Clement was right.  The boy’s only mention of the paragraph was once as “that beastly thing”; and Anna discovered from Valetta Merrifield, that whatever satisfaction he might have derived from it had been effectually driven out of him by the “fellows” at Mrs. Edgar’s, who had beset him with all their force of derision, called him nothing but the “youthful Bart.,” and made him ashamed as none of the opposite sex or of maturer years could ever have succeeded in doing.  Valetta said Fergus had tried to stop it, but there had certainly been one effect, namely, that Adrian was less disposed to be “Merry’s” shadow than heretofore, and seemed inclined instead to take up with the other seniors.

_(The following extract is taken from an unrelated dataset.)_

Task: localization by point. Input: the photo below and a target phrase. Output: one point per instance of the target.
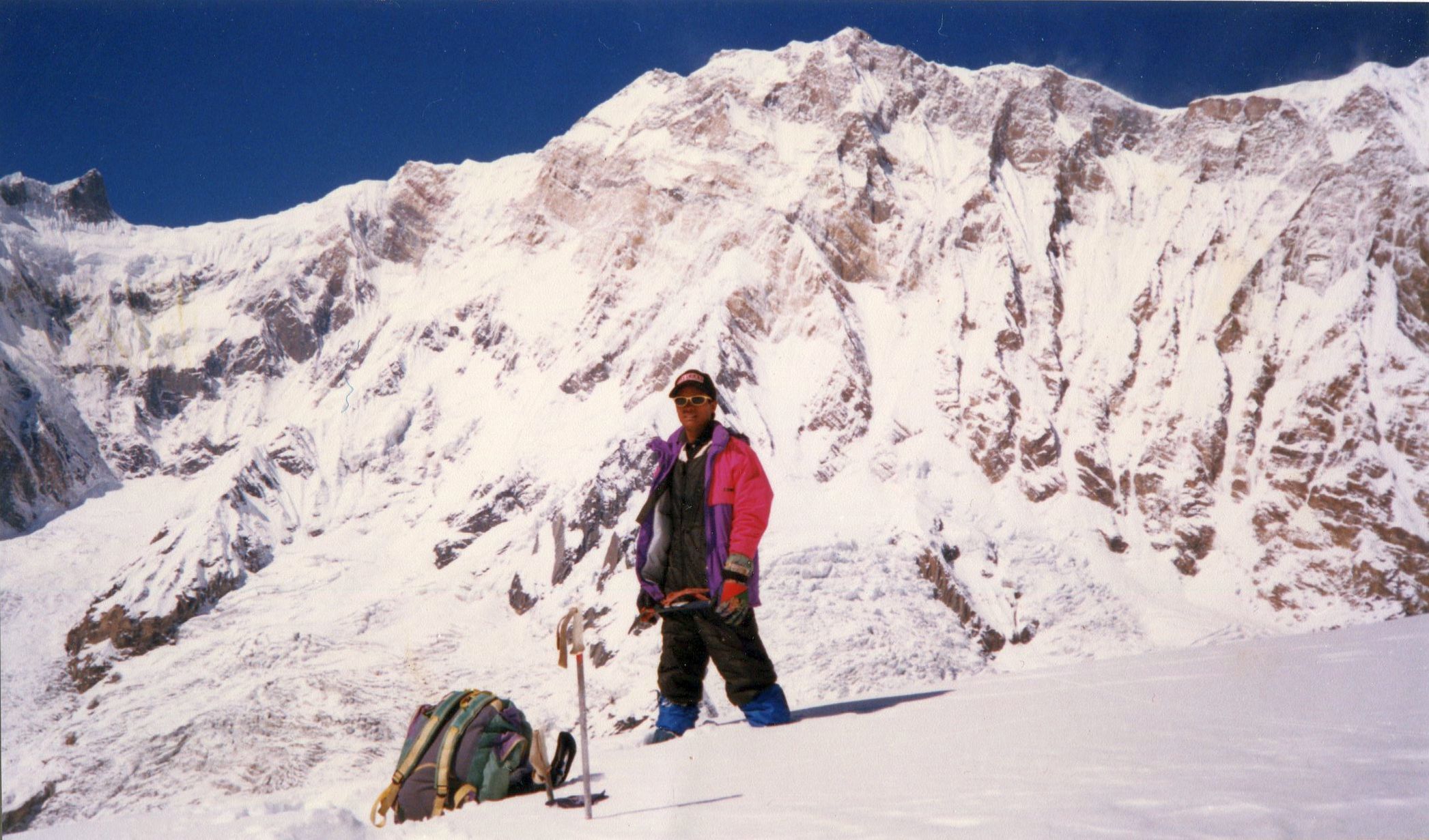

One thing, however, was certain.  Gerald enjoyed a good deal more consideration among the Clipstone damsels than before.  True, as Jasper said, it was only what any one would have done; but he had done it, and proved himself by no means inferior to “any one,” and Fergus regarded him as a true hero, which had a considerable effect on his sisters, the more perhaps because Jasper derided their admiration.

They were doubly bent on securing him for a contributor to the Mouse-trap.  They almost thought of inviting him to their Browning afternoons, but decided that he would not appreciate the feminine company, though he did so often have a number of the ‘Censor’ to discuss it with Dolores, whenever they met him.

CHAPTER XII.  THE LITTLE BUTTERFLY

The best actors in the world, either for tragedy, comedy, history, pastoral, pastoral-comical, historical-pastoral.-—Hamlet.

The Matrons, otherwise denominated lady patronesses, met in committee, Miss Mohun being of course the soul and spirit of all, though Mrs. Ellesmere, as the wife of the rector of old Rockstone Church, was the president, Lady Flight, one of the most interested, was there, also Lady Merrifield, dragged in to secure that there was nothing decided on contrary to old-world instincts, Mrs. Grinstead, in right of the musical element that her brother promised, the beautiful Mrs. Henderson, to represent the marble works, Mrs. Simmonds of the Cliff Hotel, the Mayoress, and other notables.